With dementia, things that were once commonplace mental activities become difficult. For example, if someone who always balanced their checkbook or followed recipes can no longer do so, that could be a sign of dementia’s onset. (This would not be a sign of dementia for someone who was never good at these tasks.). Getting lost while driving in a familiar place is another example of a common warning sign. If you find your lost keys by the refrigerator and suddenly remember you set them there when your arms were full of groceries, that’s normal. If you have no recollection of how they got there, that’s a warning sign for the onset of dementia. (For more warning signs, see 10 Warning Signs of Alzheimer’s.)

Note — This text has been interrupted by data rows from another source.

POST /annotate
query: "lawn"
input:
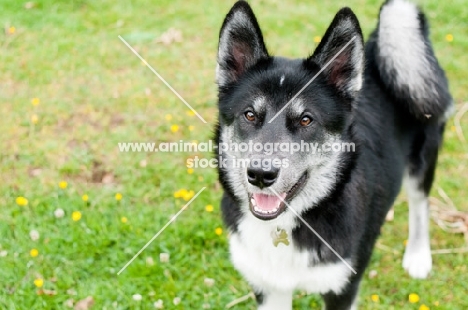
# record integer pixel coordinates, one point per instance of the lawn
(74, 210)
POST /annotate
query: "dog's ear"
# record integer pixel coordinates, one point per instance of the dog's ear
(341, 54)
(240, 44)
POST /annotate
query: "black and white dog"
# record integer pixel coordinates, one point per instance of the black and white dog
(309, 219)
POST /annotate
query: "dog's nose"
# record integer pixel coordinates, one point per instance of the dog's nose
(262, 178)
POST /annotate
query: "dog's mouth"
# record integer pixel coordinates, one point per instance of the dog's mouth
(268, 207)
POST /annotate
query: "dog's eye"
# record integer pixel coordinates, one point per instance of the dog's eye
(250, 116)
(305, 121)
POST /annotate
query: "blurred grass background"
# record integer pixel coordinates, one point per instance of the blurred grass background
(70, 90)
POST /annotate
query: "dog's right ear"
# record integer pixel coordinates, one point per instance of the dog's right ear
(240, 44)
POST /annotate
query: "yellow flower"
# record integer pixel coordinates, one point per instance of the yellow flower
(76, 216)
(63, 184)
(188, 195)
(35, 101)
(34, 252)
(34, 119)
(180, 193)
(38, 282)
(21, 201)
(174, 128)
(413, 298)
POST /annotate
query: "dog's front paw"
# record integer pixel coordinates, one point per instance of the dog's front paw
(418, 262)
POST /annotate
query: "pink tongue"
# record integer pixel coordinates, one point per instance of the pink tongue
(267, 202)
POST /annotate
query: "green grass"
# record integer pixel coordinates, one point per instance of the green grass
(95, 93)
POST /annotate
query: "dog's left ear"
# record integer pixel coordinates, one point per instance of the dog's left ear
(240, 44)
(341, 53)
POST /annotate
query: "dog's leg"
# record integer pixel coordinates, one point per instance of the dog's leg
(346, 300)
(417, 259)
(420, 175)
(274, 300)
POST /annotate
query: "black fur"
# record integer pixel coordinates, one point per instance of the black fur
(387, 125)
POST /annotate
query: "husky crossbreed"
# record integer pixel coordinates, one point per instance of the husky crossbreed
(308, 219)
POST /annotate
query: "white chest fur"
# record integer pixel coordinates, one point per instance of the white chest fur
(282, 268)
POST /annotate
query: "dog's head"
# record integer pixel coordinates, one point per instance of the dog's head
(270, 106)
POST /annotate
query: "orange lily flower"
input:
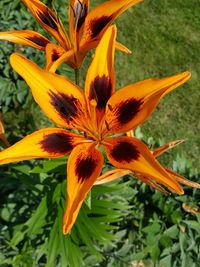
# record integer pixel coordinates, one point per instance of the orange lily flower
(85, 30)
(112, 175)
(97, 115)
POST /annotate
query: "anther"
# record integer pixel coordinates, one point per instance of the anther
(110, 107)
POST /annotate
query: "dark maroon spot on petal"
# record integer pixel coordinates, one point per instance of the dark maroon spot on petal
(80, 13)
(55, 55)
(57, 143)
(84, 168)
(125, 111)
(125, 151)
(38, 40)
(100, 90)
(65, 105)
(48, 18)
(97, 25)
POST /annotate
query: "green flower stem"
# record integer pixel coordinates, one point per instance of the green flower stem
(76, 72)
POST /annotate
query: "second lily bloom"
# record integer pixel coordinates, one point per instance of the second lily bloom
(85, 30)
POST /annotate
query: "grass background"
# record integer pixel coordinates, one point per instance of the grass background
(164, 37)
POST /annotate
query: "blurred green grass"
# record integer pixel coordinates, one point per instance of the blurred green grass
(164, 37)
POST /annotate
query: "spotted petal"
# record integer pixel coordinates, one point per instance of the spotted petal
(61, 100)
(45, 143)
(83, 168)
(130, 153)
(112, 175)
(98, 19)
(48, 21)
(100, 81)
(26, 37)
(132, 105)
(162, 149)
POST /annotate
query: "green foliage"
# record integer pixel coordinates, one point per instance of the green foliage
(32, 224)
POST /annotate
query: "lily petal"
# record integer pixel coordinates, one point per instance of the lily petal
(132, 105)
(111, 176)
(83, 168)
(130, 153)
(45, 143)
(2, 132)
(48, 20)
(61, 100)
(162, 149)
(53, 52)
(26, 37)
(98, 19)
(122, 48)
(100, 80)
(182, 179)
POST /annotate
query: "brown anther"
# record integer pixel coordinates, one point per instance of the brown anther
(110, 107)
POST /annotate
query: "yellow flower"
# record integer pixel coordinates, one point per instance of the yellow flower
(97, 114)
(85, 30)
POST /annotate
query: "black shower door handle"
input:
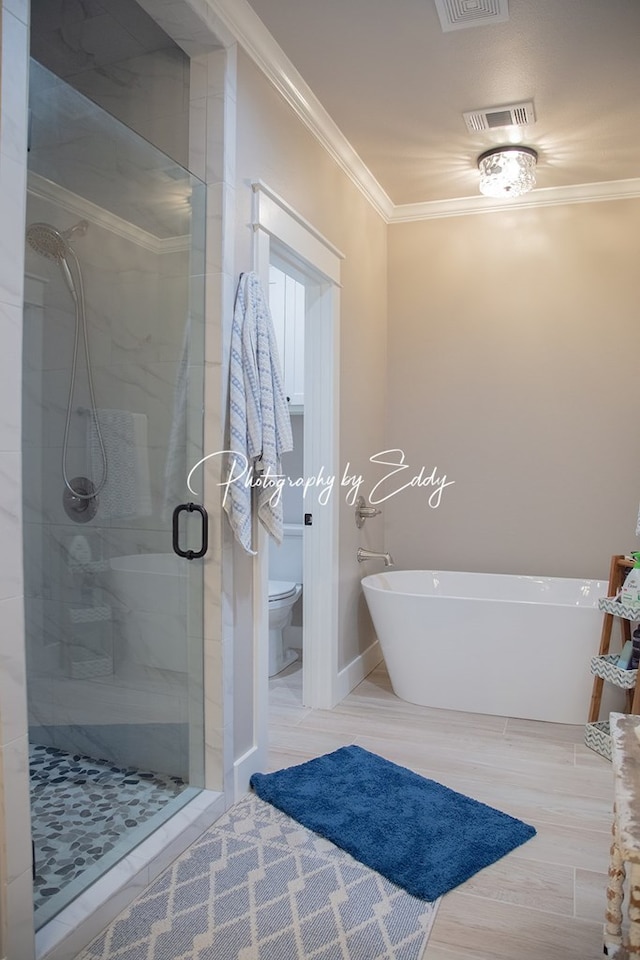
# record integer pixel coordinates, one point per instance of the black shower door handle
(190, 508)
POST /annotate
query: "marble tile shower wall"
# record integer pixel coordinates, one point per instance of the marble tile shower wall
(137, 303)
(116, 55)
(15, 856)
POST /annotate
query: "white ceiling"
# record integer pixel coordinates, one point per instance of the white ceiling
(396, 85)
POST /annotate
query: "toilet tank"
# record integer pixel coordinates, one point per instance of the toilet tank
(285, 561)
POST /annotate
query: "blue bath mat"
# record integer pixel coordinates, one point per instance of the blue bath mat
(417, 833)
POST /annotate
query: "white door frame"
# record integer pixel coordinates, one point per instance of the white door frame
(274, 218)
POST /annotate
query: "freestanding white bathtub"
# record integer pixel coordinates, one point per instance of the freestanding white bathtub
(501, 644)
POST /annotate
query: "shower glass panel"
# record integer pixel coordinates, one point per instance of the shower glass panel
(112, 422)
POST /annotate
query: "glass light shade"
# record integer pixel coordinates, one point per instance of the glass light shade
(507, 171)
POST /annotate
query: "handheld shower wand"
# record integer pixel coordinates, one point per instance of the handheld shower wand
(50, 243)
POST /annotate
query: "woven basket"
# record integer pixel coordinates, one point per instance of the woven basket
(606, 667)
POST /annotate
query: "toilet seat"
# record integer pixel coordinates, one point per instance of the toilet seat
(281, 589)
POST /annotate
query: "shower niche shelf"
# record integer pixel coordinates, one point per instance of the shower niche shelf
(604, 666)
(84, 664)
(90, 614)
(91, 566)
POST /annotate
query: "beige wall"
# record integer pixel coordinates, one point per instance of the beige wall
(274, 146)
(513, 357)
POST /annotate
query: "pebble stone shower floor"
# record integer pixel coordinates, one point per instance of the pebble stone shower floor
(80, 809)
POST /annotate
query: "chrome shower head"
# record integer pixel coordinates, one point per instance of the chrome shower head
(47, 241)
(50, 243)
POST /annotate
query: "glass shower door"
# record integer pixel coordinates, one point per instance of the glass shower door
(112, 422)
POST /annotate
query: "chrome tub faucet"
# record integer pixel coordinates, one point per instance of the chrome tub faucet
(372, 555)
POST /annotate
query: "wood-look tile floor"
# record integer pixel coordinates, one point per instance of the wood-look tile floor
(544, 901)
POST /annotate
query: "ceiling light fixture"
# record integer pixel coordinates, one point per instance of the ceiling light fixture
(507, 171)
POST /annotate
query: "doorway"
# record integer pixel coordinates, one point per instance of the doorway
(282, 236)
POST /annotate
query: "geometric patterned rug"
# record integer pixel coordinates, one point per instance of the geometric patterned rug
(259, 886)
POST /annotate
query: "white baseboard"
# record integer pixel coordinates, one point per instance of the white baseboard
(357, 670)
(243, 767)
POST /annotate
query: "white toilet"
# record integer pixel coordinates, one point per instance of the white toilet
(285, 587)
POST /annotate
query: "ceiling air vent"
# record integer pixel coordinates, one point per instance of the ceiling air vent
(512, 115)
(456, 14)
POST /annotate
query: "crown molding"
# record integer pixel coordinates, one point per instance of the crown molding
(243, 23)
(544, 197)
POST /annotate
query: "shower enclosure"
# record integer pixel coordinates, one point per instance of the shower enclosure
(112, 423)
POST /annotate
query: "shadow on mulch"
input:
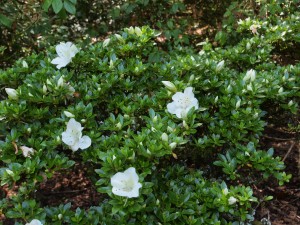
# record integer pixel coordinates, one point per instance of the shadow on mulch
(69, 186)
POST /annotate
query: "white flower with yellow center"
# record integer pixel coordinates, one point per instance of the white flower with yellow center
(27, 152)
(126, 183)
(34, 222)
(73, 136)
(65, 52)
(183, 102)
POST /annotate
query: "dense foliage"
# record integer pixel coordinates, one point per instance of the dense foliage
(196, 167)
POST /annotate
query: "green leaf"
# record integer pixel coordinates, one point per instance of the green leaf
(57, 5)
(70, 7)
(46, 5)
(5, 20)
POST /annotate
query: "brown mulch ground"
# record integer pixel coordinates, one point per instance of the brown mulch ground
(74, 186)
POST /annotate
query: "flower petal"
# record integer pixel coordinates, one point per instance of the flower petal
(73, 125)
(68, 138)
(84, 142)
(189, 92)
(132, 173)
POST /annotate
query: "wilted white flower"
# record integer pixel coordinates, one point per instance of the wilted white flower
(34, 222)
(12, 93)
(65, 51)
(232, 200)
(126, 183)
(27, 151)
(170, 86)
(138, 31)
(182, 102)
(73, 136)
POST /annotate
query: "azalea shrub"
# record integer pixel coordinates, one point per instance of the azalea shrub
(168, 137)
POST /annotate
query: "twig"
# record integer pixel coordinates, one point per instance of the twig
(290, 149)
(279, 139)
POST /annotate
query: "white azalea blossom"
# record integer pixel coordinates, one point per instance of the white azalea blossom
(34, 222)
(12, 93)
(65, 52)
(183, 102)
(232, 200)
(27, 151)
(73, 136)
(126, 183)
(170, 86)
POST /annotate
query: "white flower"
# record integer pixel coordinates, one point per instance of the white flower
(232, 200)
(12, 93)
(73, 136)
(68, 114)
(65, 52)
(126, 184)
(34, 222)
(27, 151)
(220, 66)
(183, 102)
(254, 27)
(170, 86)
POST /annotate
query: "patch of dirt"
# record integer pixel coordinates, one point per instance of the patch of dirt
(69, 186)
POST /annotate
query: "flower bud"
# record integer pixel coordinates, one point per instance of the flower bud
(170, 86)
(12, 93)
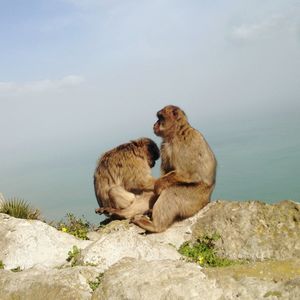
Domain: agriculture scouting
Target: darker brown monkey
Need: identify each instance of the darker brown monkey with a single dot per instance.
(188, 171)
(123, 176)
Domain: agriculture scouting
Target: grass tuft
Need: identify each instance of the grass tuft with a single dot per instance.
(203, 252)
(79, 227)
(19, 208)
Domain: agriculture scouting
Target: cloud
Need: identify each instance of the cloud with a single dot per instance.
(41, 85)
(266, 28)
(89, 4)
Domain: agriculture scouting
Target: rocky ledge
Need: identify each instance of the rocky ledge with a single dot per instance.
(121, 262)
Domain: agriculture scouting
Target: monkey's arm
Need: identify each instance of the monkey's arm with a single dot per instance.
(168, 180)
(147, 184)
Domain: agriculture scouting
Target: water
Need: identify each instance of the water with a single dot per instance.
(258, 159)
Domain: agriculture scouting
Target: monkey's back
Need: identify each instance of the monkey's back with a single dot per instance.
(117, 167)
(189, 154)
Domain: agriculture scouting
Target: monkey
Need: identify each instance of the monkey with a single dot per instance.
(188, 171)
(123, 177)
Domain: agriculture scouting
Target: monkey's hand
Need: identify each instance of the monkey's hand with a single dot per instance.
(164, 182)
(159, 186)
(99, 210)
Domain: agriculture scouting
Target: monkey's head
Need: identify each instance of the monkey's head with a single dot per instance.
(169, 120)
(151, 150)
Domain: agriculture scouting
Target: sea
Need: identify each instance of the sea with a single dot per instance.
(258, 159)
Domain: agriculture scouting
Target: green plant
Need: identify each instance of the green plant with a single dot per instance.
(74, 255)
(94, 284)
(203, 252)
(78, 227)
(19, 208)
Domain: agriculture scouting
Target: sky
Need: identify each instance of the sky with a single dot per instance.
(78, 77)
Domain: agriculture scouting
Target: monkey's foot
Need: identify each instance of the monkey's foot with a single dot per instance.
(144, 222)
(105, 210)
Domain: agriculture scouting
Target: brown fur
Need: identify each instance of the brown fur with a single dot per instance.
(123, 176)
(188, 171)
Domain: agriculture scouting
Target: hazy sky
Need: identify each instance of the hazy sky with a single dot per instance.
(78, 77)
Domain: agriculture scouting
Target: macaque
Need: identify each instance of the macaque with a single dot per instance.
(188, 171)
(123, 177)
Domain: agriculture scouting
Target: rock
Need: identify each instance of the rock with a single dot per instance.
(64, 284)
(253, 230)
(28, 243)
(180, 231)
(260, 280)
(164, 279)
(112, 247)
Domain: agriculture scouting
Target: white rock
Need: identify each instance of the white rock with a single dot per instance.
(112, 247)
(28, 243)
(165, 280)
(47, 284)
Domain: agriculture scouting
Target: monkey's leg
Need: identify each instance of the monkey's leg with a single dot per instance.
(141, 205)
(120, 198)
(164, 212)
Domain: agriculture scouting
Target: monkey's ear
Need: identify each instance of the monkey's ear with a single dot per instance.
(175, 112)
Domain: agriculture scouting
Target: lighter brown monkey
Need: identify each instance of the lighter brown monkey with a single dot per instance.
(123, 177)
(188, 171)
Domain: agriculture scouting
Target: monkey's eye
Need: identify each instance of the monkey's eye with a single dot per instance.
(160, 117)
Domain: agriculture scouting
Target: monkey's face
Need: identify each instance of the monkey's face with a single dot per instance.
(152, 151)
(168, 119)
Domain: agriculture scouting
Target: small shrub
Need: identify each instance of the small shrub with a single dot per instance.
(203, 252)
(19, 208)
(78, 227)
(17, 269)
(74, 255)
(94, 284)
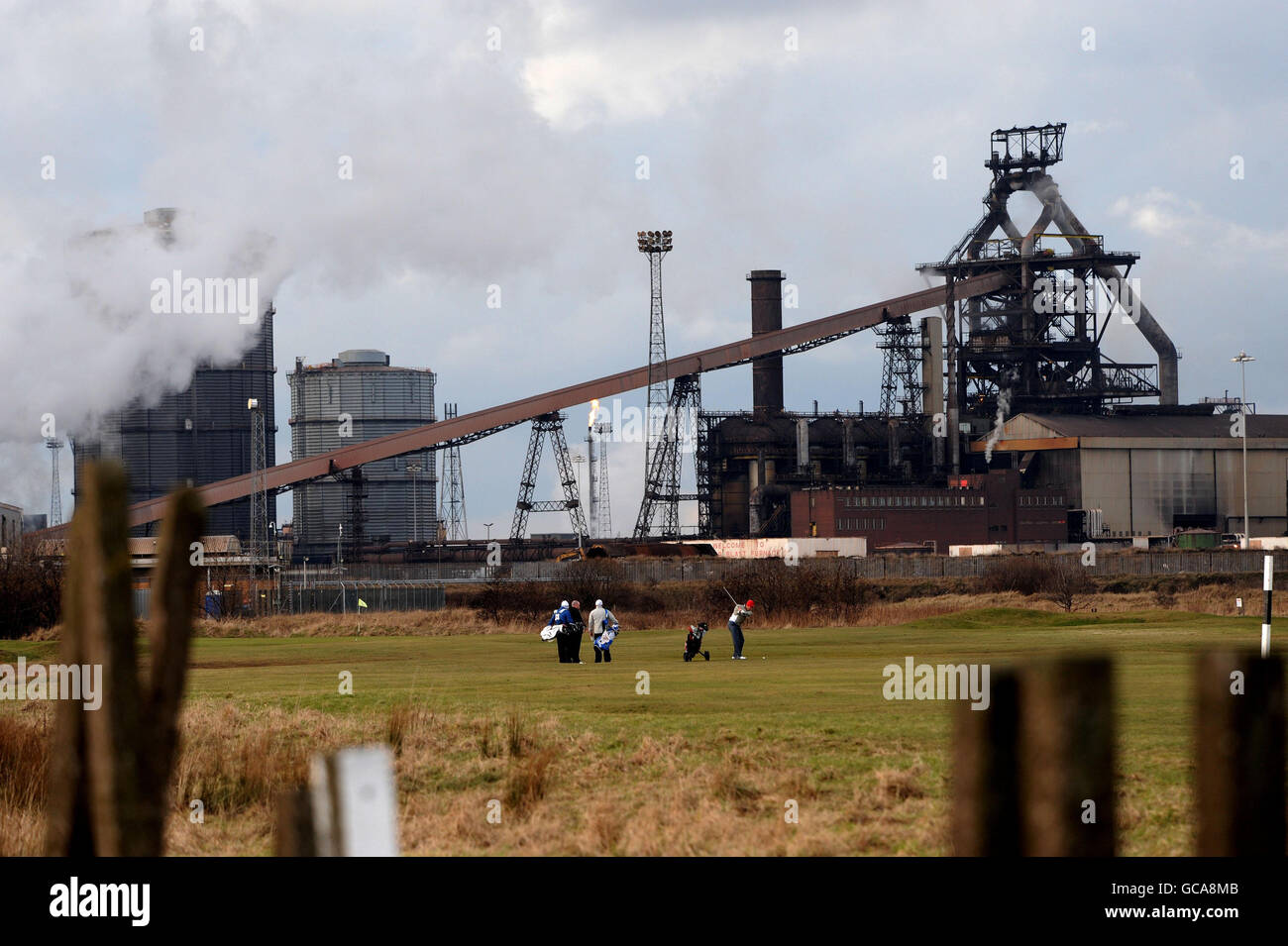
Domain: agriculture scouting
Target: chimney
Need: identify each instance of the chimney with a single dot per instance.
(767, 315)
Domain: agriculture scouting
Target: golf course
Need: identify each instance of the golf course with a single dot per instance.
(791, 752)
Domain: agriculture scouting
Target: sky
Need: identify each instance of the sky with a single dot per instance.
(398, 166)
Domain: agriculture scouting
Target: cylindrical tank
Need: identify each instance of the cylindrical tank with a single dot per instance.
(197, 435)
(359, 396)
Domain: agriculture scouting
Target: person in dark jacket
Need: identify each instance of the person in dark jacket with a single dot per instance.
(576, 627)
(561, 619)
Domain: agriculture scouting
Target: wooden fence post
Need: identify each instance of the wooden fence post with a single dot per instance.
(1067, 758)
(1239, 755)
(986, 774)
(110, 766)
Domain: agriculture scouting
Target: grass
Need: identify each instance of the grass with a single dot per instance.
(706, 762)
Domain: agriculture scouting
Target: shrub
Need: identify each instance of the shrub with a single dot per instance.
(30, 593)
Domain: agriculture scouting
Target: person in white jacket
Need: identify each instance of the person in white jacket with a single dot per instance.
(600, 619)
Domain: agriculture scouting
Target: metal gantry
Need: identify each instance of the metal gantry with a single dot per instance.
(259, 540)
(455, 525)
(55, 489)
(901, 368)
(549, 424)
(662, 480)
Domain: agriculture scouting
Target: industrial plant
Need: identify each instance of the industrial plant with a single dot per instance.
(1003, 422)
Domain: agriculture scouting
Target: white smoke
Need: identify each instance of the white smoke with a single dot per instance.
(252, 136)
(1004, 404)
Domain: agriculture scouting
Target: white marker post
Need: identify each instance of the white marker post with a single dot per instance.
(1269, 588)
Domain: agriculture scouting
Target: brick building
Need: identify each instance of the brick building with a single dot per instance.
(974, 508)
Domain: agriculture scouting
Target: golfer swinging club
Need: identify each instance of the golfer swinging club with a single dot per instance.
(739, 613)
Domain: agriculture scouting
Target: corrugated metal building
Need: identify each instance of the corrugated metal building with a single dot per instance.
(11, 525)
(360, 396)
(1154, 473)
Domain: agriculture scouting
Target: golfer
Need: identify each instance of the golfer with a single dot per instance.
(739, 614)
(561, 619)
(600, 619)
(576, 624)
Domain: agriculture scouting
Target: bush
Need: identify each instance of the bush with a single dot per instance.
(1026, 575)
(31, 592)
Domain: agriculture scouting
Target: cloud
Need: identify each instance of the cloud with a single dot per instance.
(1184, 223)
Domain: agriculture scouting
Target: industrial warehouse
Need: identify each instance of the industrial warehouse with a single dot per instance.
(576, 429)
(1003, 425)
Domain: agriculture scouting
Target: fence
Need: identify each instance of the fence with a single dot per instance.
(342, 597)
(879, 567)
(386, 587)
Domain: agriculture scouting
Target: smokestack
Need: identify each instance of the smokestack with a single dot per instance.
(767, 315)
(932, 381)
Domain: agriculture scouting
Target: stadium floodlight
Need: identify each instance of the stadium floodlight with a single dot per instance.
(1241, 361)
(653, 241)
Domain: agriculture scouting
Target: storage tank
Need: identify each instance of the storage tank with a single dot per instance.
(197, 435)
(359, 396)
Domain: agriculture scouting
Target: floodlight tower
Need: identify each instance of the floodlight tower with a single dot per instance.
(456, 527)
(603, 508)
(656, 245)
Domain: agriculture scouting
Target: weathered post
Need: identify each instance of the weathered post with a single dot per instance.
(1239, 758)
(1067, 758)
(986, 774)
(110, 766)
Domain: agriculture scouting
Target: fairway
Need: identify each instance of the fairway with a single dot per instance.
(707, 761)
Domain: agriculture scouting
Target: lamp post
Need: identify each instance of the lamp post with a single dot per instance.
(1241, 361)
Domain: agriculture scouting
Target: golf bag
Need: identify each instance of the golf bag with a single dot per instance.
(694, 643)
(605, 639)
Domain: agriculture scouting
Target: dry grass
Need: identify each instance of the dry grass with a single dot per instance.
(559, 791)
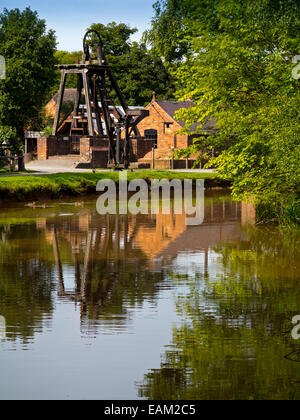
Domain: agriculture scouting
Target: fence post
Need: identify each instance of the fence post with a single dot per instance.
(153, 158)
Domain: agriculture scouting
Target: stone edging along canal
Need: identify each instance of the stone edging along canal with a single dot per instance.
(47, 187)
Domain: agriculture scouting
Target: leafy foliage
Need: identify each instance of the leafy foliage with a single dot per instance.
(138, 71)
(29, 52)
(238, 69)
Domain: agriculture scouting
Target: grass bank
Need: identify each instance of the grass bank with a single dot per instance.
(44, 187)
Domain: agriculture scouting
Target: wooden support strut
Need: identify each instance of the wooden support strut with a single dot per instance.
(59, 103)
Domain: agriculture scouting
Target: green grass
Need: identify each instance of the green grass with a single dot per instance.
(44, 187)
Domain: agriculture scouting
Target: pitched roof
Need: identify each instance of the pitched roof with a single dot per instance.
(171, 107)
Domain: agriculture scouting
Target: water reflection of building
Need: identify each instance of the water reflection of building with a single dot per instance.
(105, 264)
(100, 245)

Early Detection. “Some causes of memory problems are treatable,” says Dupee. “And if not, such as in the case of Alzheimer’s, there are medications that may slow down the loss of memory.” Early diagnosis is essential for determining and starting treatment. It is also an opportunity for people with dementia and their care partners to get information and support as quickly as possible. “People who are diagnosed early have more time to make decisions regarding their care plan,” says Weber, “including building a care team, budgeting, receiving counseling, outlining their advanced directives, enrolling in clinical trials, and addressing driving and other safety concerns.” Knowing what’s coming empowers people to make decisions for themselves while they still can.

What to Do. If you notice consistent changes in your cognitive abilities that seem beyond the normal changes of aging and interfere with your normal daily activities, talk to a doctor. If you notice these changes in a friend or loved one, have a trusted person approach that person at a quiet time and place to discuss these concerns and next steps.

No matter what your current situation, take steps to protect your brain. “Lifestyle behaviors that benefit heart health, like exercise, quitting smoking, and consuming a healthy dietary pattern, will also benefit the brain,” says Weber. “In general, it is best to eat a heart-healthy diet low in saturated fats and high in vegetables and fruits.” It’s also beneficial to keep the brain stimulated by learning something new, doing puzzles you find challenging, and staying socially engaged. Additionally, minimize the risk of head injury by using a safety helmet when appropriate and practicing fall prevention, and try to get seven to nine hours of sleep a night.

Be familiar with the warning signs of dementia, trust your perception of changes in your abilities, take the concerns of family and friends seriously, and don’t be afraid to talk with a healthcare provider.